Making Shankly (2017): the mines were the real football factory

Football was the only way out of working in the coal mines. Bill Shankly was the youngest of 5 brothers (10 kids) who all became footballers for Glenbuck Cherrypickers. Over 40 years, 53 young men in Glenbuck (pop 1,000) became footballers, and 7 played for Scotland.

Friends and family in Glenbuck only knew Shankly as Willie. One former resident surmises that the area’s footballing success arose from the ethos of working in the mines and living in a small village in large families of kids. You have to have discipline, be able to work as a team, and look out for each other.  After a mining accident shut the Grasshill mine , it appears the village was abandoned and demolished.

Shankly became one of the generation of Tracksuit Managers from the 1950s. Before him, a manager had to make do with the Board of Directors’ decisions regarding players. A manager usually left the trainer to handle tactics and training. Shankly instead brought in training and dietary methods to Liverpool FC, ran practices, and tried to control alcohol consumption. He also established a bond with supporters. A historian depicts Shankly as the father of everything that happens now.

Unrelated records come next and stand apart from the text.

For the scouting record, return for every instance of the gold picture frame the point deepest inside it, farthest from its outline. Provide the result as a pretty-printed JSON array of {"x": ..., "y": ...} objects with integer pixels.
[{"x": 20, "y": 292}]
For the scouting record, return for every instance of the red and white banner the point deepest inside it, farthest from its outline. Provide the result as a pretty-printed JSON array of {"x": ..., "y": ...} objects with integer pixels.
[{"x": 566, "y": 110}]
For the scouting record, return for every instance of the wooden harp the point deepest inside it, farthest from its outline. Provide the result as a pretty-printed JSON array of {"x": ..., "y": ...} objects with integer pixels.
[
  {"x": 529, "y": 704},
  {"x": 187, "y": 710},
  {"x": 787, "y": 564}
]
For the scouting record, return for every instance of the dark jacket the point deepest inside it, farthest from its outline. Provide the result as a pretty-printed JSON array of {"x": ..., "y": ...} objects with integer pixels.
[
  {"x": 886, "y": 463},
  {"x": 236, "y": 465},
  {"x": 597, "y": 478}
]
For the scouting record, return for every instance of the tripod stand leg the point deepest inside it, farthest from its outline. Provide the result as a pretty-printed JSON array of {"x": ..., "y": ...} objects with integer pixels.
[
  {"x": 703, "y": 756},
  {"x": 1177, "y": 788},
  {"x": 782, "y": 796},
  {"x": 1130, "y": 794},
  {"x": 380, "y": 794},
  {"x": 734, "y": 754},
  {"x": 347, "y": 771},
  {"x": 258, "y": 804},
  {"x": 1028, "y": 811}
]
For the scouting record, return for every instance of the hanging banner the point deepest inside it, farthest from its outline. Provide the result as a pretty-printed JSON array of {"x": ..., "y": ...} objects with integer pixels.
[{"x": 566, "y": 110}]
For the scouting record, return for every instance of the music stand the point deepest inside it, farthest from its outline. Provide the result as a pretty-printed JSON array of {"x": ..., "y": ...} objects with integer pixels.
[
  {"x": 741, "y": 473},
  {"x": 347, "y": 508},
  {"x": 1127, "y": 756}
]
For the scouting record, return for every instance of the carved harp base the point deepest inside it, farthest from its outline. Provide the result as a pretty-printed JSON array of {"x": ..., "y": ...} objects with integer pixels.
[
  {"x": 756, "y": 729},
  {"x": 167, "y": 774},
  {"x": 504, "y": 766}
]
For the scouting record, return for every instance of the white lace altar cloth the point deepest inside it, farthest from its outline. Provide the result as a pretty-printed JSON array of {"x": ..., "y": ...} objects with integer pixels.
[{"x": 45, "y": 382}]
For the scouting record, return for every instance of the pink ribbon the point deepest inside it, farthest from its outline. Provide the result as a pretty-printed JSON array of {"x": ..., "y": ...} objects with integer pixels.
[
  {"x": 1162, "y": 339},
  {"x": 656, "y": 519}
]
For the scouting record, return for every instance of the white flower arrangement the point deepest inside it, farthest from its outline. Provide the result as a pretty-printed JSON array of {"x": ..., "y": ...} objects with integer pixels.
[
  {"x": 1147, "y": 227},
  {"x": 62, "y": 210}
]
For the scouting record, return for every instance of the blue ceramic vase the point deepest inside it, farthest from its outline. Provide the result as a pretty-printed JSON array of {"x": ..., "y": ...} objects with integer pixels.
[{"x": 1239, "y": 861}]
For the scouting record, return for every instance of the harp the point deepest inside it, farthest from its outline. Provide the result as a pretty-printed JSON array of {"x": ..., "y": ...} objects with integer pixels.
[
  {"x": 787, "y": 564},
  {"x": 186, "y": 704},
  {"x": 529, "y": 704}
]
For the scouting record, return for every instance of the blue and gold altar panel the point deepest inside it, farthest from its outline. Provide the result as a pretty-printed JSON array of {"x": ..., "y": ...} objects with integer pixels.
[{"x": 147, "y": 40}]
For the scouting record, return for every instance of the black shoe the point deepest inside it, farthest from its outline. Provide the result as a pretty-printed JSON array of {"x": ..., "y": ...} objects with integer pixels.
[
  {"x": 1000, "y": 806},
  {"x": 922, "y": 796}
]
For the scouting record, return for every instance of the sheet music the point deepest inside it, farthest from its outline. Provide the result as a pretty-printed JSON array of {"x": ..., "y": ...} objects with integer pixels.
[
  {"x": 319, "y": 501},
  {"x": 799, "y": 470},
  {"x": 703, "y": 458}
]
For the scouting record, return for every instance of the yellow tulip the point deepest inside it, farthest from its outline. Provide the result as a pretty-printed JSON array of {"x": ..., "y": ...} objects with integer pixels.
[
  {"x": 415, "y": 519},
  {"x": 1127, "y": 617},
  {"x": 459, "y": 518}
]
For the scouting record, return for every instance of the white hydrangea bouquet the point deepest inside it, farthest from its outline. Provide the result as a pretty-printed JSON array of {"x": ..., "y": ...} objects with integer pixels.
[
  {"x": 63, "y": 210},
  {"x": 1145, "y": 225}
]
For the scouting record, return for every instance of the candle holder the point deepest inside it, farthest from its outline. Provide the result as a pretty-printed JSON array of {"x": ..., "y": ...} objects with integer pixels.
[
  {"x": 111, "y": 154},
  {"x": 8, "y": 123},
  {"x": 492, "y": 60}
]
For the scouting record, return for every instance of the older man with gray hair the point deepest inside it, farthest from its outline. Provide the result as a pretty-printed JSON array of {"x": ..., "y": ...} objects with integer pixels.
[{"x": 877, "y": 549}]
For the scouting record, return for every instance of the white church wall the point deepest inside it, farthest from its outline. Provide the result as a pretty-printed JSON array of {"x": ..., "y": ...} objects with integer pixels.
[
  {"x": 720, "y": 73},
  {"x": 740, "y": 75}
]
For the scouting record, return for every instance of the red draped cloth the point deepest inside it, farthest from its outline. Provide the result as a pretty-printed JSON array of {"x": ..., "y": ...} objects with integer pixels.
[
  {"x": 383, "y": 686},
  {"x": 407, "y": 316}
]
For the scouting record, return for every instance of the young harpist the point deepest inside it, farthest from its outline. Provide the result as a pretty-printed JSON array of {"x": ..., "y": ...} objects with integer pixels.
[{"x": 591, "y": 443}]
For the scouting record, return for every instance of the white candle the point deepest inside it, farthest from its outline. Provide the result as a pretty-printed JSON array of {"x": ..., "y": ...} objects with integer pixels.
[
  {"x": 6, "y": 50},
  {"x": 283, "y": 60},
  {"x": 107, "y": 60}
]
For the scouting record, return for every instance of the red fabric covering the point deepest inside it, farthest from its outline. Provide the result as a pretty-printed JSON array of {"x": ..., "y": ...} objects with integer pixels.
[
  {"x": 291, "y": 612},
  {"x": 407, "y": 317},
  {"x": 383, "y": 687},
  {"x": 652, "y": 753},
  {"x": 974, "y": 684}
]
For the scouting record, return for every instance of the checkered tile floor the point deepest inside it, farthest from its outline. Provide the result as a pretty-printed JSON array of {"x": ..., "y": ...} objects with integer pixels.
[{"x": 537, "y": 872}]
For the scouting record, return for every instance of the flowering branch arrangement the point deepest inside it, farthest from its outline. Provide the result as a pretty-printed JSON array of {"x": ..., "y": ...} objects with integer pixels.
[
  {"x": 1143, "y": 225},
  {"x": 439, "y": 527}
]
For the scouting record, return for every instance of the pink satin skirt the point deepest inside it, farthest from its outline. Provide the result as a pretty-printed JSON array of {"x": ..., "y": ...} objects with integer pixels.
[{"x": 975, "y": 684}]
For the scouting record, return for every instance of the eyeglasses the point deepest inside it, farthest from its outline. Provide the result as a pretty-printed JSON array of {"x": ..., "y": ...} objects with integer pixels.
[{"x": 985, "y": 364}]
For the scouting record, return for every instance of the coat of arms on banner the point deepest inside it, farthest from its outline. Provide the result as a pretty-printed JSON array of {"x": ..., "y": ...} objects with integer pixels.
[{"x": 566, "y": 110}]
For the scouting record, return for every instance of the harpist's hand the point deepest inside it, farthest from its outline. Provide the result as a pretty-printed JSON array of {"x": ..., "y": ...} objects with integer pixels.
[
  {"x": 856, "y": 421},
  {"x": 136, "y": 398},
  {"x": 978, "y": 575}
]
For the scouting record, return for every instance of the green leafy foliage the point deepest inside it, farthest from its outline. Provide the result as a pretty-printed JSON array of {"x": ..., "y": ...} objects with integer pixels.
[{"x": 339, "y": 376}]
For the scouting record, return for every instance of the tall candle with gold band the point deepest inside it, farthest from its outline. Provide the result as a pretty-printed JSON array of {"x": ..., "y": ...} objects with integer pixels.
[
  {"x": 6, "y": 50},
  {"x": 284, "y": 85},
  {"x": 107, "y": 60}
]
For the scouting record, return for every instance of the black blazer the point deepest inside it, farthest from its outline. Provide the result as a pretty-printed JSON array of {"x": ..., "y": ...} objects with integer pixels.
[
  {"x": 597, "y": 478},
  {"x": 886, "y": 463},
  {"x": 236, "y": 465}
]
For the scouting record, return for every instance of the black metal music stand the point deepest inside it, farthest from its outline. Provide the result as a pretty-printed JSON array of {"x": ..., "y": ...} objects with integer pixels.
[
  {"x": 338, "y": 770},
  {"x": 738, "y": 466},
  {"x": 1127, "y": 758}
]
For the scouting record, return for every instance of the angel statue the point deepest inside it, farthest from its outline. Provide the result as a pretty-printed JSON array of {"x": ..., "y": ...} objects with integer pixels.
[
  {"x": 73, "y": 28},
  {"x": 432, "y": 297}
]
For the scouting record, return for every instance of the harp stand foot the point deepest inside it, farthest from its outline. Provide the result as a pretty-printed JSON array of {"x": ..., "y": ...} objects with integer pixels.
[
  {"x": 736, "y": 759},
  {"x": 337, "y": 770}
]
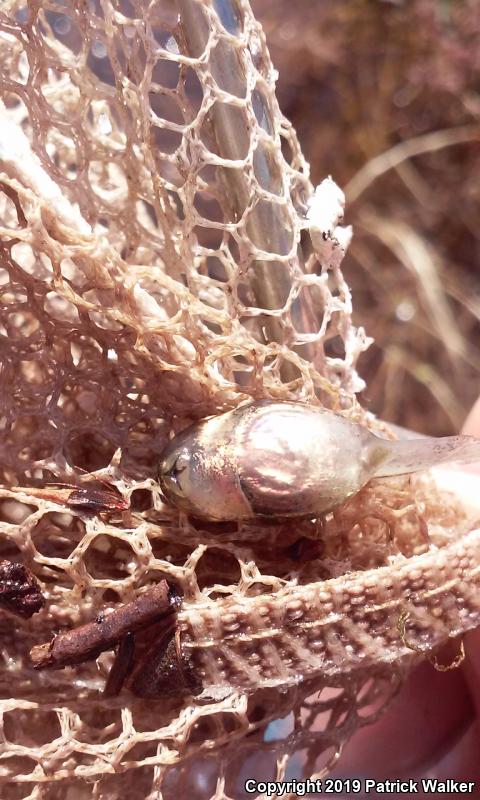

Writer-Director Simon Thornton was only 23 years old when he created Making Shankly. He was raised nearby and comes from a family of Scousers. His film debuted at Liverpool.

The film has some video of Shankly’s playing, but mostly this film is a mix of history and travelogue except there is no place to travel to.

In some ways, this story is not unusual. Today in modern football, it is recognized that around the world, the great players of the game arise from poverty. I recently attended the funeral of my 93 year old uncle. His surviving friend, Mas Okui, talked about how much his own parents emphasized that he should go to college like my uncle. So that one day, he would have a job where he wouldn’t have to wash his hands after work.